Similarly using the Pound may be convenient, but Scotland would have to accept that they have no say in the management of the currency. That would be a bit of a turn given that UK economy was from 1997 to 2007 run by a Gordon Brown and later Alistair Darling, both Scots who are rather keen on retaining the Union.
The acceptance criteria for accepting nations into the EU is meticulous and would take some time to complete. It would be dependent on a lot of constitutional issues being resolved - the terms of the divorce. Moreover, if Scotland has an easy accession to the EU that will encourage The Catalans of Spain to press their case. This is a very sensitive issue in Spain and they will try hard not to let this particular Pandoras box be opened.
I would not assume that the matter of North Sea Oil fields is as clear cut as the SNP imagines.

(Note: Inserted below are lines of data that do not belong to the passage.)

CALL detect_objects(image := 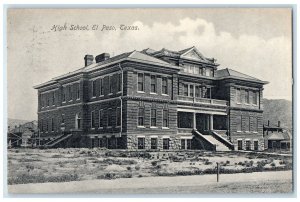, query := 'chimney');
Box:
[84,55,94,67]
[95,53,110,63]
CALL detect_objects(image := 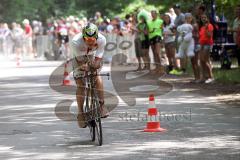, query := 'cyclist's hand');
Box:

There is the not inconsiderable matter who paid for the infrastructure to extract the oil in the first place and that was clearly the UK tax payers as a whole. Moreover, where do you draw the line of the border out into the North Sea or should this asset be divided up on a per capita basis, consistent with how it was financed?
All of this would have to be resolved and this uncertainty will also be taken into consideration by the Oil companies when making decisions about future investment.
There is also the big question of the National Debt and how much Scotland should inherit. There are different ways to work this out. None have been agreed.
The issues just go on and on with no clear answer.
The agreement so far is for only one thing: that Scotland should vote on the question of Independence.
That will either give the authority (or not) to the politicians to start negotiating to come to agreement on a whole raft of issues.
This will keep them occupied for some considerable time.
The Scots will probably make their minds up influenced by both sentiment and whether they think they will be better off economically. However, there is no getting away from the fact that they are a small country next to a larger country at 5.3 million, they are just 8.3% of the UK population and are thus overshadowed, not least economically. Independence means giving up a great deal of political influence in the UK for a chance to follow the rather rosy future painted by the SNP.
Though I am sure, independent or not, Scots will still find the road to England an attractive one for the ambitious and those with enterprise and talent.
The countries will remain close, whatever the outcome.